The Rinspeed sQuba, a concept car released in 2008 that was the first car that can be driven on both land and underwater, was developed by designer and CEO Frank Rinderknecht, a James Bond fan who was directly inspired by the amphibious Lotus Esprit in the 1977 Bond film The Spy Who Loved Me.

Actor Daniel Craig's announcement as Bond met with a protest from fans who organised the website craignotbond.com and urged a boycott. The site, later renamed DanielCraigIsNotBond.com, had been visited over a million times by mid-November 2006 and collected 20,627 signatures on a petition. A portion of the fan base also protested Craig's on-screen consumption of beer rather than a martini.

==Critical assessment==
The media historian James Chapman identifies a divide between the fans of the Bond films and those who focus on the Fleming books. He quotes oppositional views. Anthony Burgess wrote that "It is time for aficionados of the films to get back to the books and admire their quality as literature" and the authors of a fan history wrote that "We seek to reclaim Bond from the humourless Fleming pedants who view Bond as fixed, immutable, an unalterable period antiquity." Another divide is identified by Mark Duffett, who sees the books' readership as a function of the expectations they had already acquired; some approached them as romance novels and others as spy thrillers.

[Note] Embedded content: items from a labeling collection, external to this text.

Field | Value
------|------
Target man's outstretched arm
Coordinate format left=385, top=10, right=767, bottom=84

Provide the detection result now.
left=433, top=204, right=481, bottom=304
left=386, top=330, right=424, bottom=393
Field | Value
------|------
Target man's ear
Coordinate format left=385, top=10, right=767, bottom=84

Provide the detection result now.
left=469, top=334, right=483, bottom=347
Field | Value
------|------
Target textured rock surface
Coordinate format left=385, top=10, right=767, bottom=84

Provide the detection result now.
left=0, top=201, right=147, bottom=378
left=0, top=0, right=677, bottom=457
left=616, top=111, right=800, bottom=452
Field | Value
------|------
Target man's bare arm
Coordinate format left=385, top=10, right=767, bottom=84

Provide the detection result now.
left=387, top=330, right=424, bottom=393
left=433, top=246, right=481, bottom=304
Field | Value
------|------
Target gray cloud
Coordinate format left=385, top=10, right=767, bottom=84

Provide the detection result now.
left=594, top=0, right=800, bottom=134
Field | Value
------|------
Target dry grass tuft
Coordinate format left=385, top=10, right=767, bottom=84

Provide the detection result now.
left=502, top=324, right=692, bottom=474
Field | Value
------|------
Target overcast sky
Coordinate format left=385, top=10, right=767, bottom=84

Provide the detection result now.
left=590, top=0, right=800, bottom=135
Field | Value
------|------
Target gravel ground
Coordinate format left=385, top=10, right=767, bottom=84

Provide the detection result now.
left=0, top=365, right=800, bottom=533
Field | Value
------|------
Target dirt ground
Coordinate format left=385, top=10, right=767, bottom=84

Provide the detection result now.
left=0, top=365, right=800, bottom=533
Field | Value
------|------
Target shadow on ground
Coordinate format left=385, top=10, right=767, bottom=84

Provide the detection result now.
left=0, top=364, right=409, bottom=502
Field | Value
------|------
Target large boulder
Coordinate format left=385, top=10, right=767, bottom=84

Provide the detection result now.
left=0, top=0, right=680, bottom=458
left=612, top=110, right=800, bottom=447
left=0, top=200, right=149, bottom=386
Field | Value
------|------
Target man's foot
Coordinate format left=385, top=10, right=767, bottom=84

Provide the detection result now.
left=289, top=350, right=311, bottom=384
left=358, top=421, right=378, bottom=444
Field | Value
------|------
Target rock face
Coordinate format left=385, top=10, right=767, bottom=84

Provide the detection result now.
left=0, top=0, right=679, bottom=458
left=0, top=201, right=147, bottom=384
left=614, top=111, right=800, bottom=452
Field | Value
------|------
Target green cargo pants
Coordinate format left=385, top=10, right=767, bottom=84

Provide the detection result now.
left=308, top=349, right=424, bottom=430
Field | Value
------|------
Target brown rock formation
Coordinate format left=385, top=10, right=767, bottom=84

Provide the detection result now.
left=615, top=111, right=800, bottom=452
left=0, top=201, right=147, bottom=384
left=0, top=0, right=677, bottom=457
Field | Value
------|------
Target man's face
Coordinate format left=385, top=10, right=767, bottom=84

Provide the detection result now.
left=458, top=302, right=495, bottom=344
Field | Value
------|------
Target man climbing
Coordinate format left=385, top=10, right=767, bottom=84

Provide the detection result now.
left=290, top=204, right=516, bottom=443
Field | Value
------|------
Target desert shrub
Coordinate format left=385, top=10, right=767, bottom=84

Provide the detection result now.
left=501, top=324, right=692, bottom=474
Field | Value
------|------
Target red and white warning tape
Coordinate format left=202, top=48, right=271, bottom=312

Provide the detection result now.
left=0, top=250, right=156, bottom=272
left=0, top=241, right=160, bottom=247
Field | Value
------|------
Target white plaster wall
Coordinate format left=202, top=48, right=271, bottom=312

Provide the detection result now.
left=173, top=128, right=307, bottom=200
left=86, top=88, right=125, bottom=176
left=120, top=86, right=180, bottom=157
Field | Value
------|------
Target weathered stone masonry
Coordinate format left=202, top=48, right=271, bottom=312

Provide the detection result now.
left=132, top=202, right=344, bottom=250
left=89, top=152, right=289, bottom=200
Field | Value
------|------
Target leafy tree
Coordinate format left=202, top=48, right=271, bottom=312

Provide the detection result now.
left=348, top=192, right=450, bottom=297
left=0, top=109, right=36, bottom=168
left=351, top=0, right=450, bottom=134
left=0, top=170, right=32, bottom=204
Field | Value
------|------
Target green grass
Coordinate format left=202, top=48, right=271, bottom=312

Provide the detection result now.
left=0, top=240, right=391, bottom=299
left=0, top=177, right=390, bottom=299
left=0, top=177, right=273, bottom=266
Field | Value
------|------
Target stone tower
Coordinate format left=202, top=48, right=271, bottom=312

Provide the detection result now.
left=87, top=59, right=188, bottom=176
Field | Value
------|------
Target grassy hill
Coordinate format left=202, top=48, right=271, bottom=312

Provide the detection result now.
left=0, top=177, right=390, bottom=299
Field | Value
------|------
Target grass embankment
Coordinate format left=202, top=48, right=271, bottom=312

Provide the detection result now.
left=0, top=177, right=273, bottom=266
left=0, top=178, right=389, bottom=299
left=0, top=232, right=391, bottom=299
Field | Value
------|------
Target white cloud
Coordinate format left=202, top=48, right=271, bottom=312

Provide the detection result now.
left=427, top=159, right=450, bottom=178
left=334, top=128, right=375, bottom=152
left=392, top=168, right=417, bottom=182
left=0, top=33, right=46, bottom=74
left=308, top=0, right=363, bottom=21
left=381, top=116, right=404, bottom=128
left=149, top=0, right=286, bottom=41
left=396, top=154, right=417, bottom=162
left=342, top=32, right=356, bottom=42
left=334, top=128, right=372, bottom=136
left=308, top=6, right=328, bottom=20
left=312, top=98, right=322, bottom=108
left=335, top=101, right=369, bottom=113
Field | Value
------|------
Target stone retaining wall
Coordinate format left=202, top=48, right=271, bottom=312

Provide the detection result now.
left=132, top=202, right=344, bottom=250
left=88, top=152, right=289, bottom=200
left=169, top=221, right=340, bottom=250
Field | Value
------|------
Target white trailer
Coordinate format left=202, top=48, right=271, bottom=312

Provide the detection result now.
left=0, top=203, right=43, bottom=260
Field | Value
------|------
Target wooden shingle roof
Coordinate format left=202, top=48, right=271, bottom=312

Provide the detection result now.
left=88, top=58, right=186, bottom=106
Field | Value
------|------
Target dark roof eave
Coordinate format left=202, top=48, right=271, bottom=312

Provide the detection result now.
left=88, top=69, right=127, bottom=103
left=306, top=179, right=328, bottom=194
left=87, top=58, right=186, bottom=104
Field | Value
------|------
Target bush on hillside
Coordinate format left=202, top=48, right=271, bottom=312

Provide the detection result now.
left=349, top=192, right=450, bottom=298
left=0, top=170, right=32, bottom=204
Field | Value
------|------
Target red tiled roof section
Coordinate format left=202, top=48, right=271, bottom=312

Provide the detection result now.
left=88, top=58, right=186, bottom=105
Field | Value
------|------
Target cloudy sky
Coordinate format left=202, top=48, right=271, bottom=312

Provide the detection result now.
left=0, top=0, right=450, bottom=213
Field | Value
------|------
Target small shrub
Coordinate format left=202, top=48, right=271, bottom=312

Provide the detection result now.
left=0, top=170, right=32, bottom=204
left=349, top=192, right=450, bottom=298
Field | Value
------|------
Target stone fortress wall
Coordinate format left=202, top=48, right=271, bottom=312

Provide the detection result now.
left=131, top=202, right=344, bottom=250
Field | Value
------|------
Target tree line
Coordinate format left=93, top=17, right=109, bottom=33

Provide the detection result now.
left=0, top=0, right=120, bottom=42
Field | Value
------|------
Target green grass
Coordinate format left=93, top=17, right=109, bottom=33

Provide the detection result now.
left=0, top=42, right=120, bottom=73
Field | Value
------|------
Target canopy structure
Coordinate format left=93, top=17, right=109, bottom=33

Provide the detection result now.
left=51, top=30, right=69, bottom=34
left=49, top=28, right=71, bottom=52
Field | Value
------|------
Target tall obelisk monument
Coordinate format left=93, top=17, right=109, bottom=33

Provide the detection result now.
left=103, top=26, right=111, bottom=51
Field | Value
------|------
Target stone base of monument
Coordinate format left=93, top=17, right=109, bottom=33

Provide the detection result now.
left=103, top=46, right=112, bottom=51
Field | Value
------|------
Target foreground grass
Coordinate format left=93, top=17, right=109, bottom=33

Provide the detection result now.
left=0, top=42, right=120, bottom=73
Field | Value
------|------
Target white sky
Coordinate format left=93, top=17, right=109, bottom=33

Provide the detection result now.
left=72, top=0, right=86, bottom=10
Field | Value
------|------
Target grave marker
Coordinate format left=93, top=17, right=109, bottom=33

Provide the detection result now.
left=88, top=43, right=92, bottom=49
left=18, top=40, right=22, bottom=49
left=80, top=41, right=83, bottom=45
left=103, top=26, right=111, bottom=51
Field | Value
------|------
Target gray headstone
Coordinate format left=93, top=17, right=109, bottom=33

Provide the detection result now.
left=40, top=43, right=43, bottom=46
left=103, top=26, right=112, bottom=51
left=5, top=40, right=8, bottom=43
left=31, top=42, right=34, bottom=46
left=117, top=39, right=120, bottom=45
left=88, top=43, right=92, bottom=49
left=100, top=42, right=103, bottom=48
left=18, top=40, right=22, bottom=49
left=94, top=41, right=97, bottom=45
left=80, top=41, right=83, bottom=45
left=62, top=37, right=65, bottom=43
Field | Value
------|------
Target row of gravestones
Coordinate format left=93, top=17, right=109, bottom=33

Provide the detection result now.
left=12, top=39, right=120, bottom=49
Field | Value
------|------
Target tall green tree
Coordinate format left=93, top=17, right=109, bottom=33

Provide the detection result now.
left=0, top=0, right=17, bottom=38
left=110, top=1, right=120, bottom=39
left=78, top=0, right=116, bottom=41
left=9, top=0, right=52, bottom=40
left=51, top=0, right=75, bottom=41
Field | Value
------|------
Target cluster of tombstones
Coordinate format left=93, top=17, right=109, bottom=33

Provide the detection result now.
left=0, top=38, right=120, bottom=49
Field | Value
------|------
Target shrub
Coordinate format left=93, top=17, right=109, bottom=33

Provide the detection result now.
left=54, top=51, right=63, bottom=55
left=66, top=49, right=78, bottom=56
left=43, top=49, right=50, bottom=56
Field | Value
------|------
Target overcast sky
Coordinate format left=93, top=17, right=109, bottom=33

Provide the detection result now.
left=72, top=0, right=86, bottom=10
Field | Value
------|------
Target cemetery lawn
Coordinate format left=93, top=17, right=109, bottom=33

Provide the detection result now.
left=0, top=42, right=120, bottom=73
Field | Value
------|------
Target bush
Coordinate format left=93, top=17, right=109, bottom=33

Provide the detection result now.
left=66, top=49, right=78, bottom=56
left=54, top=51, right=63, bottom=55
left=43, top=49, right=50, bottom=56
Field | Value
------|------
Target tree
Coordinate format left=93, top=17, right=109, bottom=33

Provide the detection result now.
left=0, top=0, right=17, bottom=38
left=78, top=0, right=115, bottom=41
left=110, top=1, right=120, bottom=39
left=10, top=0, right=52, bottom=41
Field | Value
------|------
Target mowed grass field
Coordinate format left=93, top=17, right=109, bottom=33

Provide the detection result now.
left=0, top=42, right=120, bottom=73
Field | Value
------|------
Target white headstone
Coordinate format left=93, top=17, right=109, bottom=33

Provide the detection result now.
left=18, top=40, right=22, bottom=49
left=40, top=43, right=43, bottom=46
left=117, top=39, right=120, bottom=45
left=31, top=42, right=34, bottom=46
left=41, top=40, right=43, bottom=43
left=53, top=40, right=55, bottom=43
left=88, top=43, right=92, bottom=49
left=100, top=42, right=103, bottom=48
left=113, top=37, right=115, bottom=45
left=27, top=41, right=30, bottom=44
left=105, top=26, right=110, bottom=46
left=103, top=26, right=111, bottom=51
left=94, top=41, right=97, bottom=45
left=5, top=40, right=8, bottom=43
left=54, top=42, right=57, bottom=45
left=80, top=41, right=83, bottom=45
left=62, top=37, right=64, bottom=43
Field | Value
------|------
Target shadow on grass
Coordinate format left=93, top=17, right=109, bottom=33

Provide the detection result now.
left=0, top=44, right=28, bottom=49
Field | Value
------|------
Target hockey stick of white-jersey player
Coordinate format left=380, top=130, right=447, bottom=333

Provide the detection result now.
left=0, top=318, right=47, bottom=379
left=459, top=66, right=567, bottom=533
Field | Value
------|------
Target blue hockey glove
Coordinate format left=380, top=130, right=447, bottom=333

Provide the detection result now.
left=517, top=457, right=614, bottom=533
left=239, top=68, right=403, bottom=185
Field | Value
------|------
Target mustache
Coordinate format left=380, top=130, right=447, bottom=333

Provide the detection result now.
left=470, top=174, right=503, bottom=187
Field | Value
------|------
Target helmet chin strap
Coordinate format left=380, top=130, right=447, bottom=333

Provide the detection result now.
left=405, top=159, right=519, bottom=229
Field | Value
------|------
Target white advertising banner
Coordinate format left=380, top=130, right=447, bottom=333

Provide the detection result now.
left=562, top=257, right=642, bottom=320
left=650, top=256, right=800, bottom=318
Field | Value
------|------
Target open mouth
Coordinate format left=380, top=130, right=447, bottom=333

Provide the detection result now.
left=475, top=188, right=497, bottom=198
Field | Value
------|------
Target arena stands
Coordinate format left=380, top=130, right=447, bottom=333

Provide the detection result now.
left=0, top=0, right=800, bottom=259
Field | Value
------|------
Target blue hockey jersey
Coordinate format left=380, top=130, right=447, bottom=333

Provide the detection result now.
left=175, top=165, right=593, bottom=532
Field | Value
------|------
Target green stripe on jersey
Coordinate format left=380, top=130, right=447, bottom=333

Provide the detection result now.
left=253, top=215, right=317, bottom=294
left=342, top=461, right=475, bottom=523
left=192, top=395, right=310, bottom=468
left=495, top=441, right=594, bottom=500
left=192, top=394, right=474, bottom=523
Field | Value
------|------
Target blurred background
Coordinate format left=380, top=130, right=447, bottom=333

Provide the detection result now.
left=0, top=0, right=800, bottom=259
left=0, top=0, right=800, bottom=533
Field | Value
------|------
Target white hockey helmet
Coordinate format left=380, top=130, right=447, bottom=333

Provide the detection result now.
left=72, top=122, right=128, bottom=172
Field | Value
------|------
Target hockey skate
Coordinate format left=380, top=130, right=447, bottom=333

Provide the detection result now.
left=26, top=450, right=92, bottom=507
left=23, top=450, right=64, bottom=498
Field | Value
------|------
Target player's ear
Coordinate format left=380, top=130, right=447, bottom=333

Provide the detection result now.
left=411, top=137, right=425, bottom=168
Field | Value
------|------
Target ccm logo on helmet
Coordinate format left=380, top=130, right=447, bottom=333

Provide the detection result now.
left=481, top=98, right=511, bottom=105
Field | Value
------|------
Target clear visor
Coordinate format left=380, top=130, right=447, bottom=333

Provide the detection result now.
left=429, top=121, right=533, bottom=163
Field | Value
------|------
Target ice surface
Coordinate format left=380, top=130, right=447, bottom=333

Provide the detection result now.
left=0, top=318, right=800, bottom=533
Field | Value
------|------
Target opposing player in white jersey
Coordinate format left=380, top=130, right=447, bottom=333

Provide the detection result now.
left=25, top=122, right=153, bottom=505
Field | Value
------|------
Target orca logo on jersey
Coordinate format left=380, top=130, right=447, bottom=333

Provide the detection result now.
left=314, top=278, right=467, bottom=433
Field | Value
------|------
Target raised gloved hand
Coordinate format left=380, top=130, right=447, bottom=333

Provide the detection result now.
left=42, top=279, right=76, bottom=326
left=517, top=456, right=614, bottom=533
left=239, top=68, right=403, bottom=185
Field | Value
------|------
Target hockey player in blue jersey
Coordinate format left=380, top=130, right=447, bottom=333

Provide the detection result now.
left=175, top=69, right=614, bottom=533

Stijn Reijnders discusses the phenomenon of the 'Bond pilgrimage', which he classifies as a media pilgrimage. The participants, who he describes as 'overwhelmingly white, middle-aged, heterosexual men,' visit Bond film shooting locations and recount their experiences in detail. Some contribute to Bond fan websites.

The introduction to Ian Fleming & James Bond: The Cultural Politics of 007 considers the question of whether cultural studies of Bond are only a 'glorified form of fandom' and a guilty pleasure on the part of academics, and concludes that they are not.